Rauhfaserkunst

Frottier ist mehr als der Stoff aus dem Schlafanzüge sind. Herr Linzner macht daraus anderes  ■ Von Marcellus Gau

Andreas Linzner ist Künstler. Kein Fetischist. Selbst wenn es auf den ersten Blick danach aussieht. In seinem kleinen Laden in der Juliusstraße türmt sich Praktisches und Künstlerisches aus Frottier. Gerade präsentiert er eines seiner liebsten Stücke, und was er sagt, klingt ein wenig wie ein Geständnis. „Das ist das, woran ich mit ganzem Herzen hänge“. Zärtlich hält er einen Penis aus Frottier in der Hand. „Frottier-Pimmel“, heiße das Ding, sagt er, und in der Glasvitrine an seiner Seite tummeln sich noch sechs weitere Frottier-Pimmel und eine einsame Frottier-Möse. Ein Frottier-Genital kostet 30 Euro. Gewiss nicht billig. Aber es seien eben Unikate. Jeder seiner Pimmel sei anders, sagt Linzner.

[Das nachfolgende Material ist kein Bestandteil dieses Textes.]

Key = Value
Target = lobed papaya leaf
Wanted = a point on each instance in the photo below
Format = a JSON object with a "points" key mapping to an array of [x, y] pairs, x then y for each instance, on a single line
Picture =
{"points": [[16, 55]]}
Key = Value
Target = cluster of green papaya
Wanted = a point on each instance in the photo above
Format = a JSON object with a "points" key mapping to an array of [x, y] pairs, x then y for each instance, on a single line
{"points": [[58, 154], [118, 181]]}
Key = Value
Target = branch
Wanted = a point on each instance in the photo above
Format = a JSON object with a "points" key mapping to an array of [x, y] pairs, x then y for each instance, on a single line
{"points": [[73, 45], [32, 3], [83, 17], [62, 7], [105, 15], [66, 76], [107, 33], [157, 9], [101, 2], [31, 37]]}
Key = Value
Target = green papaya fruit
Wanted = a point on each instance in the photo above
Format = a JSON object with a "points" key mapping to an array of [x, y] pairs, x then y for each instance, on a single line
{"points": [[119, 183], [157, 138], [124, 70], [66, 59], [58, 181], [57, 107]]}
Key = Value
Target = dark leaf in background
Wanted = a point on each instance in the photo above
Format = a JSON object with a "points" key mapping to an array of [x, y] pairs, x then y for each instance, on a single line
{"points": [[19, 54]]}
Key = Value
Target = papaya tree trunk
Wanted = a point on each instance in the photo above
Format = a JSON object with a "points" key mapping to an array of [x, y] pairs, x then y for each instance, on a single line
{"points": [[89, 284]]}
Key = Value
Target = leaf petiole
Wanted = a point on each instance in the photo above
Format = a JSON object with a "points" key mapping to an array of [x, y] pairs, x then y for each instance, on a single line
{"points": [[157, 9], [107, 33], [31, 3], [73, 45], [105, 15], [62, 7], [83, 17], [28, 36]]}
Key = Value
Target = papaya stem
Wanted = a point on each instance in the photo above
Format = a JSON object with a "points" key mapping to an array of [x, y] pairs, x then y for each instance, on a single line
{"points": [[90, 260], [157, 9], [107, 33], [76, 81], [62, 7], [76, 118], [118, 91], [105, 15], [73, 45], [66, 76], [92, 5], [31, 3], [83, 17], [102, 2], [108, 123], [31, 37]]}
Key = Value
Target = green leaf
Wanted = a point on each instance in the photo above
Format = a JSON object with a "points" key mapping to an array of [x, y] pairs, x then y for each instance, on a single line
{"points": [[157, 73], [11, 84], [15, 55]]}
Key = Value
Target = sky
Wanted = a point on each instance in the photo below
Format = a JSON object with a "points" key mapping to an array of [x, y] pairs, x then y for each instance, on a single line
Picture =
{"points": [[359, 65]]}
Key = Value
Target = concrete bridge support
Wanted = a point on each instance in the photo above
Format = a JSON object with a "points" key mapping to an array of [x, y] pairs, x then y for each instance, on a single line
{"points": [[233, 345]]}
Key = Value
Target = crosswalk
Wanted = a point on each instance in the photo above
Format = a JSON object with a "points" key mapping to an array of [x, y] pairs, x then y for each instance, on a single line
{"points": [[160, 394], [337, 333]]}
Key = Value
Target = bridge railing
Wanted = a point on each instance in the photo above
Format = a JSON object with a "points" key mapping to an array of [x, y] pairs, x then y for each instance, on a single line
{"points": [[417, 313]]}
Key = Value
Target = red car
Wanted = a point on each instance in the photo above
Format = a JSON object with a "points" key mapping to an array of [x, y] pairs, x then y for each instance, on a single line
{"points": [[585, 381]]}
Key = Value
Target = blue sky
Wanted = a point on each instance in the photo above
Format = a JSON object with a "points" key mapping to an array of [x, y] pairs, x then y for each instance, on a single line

Die abendländische Frottier-Geschichte feiert ihre Anfänge in Stockport bei Manchester im Norden Englands. Auf einer seiner zahlreichen Geschäftsreisen nach Konstantinopel entdeckt der englische Webereifabrikant Henry Christ aus Stockport eine neue Webart mit großen Schlingen. Nach dieser Vorlage fertigt er um 1850 erstmals Handtücher an. 1856 stellt Carl Heinrich Schiffner den ersten Forttierwebstuhl in Deutschland auf. 1892 entstehen die ersten Bademäntel. Nach den Bädern erobert der Webstoff die Schlafzimmer. Seit 1960 sorgen Schlafanzüge aus Frottier für erhöhten Hautabrieb. Und schließlich im Herbst 2000: Der Frottier-Pimmel.

Zunächst wird der Stoff „Plüsch“ genannt. Seinen heutigen Namen verdankt es der Bedeutung des französischen Wortes „frotter“. Gemeint ist damit die Stimulation der Blutzirkulation durch das Berubbeln der Haut. Der Rubbel-Effekt ist der Grund für Linzners Faszination. Frottierstoffe nutzen sich ab und werden dadurch zum Zeugnis alltäglicher Beanspruchung. Die Spuren der Berubbelung menschlicher Haut dokumentiert sich in abgescheuerten Flächen.

In seinem Verkaufsatelier stapeln sich zusammengesammelte und liebgewonnene Frottier-Handtücher. Inzwischen verwendet er auch Meterware, angefangen habe aber alles mit den Handtüchern, aus denen er allerlei Kuscheliges wie Osterhasen und Elefanten geschneidert habe. Die Idee entstand während seiner Schneiderausbildung. Bei der Suche nach neuen Materialien unternimmt er Experimente mit Frottier. Nach der Gesellenprüfung studiert er Modedesign in Hamburg. Hier wird die Idee zur Vision: Die eigene Kollektion. Dafür arbeitet Linzner halbtags. Die restliche Zeit fröhnt er dem Stoff seiner Leidenschaft. Zwei Jahre geht das so.

Am 4. November 2000 eröffnet Linzner sein „Atelier für Forttier“, Elefant und Hase finden ein Zuhause. „Mit dem Laden ging ein Traum in Erfüllung“, sagt er. Während andere Leute ihre Träume in Satin oder Seide erleben, träumt Linzner von Stoffen mit großen Schlingen. Eine Bettwäschekollektion sei in Planung. Unterwäsche in Rubbelfaser trage er zwar noch nicht. Doch mindestens ein Teil seiner Kleidung muss aus Frottier sein. Ein Pullover, darüber trägt er eine Weste mit Reißverschluß. Beides Frottier. „Es ist wie Fleisch und Blut geworden“, gesteht er. Mit sanfter Hand fährt über die Stoffe: „Mich faszinieren die Farben, die Muster und die Schlingen“. Linzner behandelt das Forttier-Handtuch mit dem gleichen Respekt, wie der Maler ein wertvolles Pigment oder der Bildhauer den rohen Marmorblock. „Das Handtuch ist viel mehr als ein herkömmöiches Handtuch, es ist Rohstoff“. Das Kunstwerk entsteht aus der Komposition harmonisierender Muster. Er hält zwei Tücher mit Rosenmuster aneinander und demonstriert so, was er meint. „Das ist schön“, haucht er.

150 Jahre nachdem sich Europäer erstmals mit Frottier berubbeln durften, macht Linzner das Berubbelte zum Rubbelnden. Mit Spannung erwartet Hamburg den Frottier-Arsch.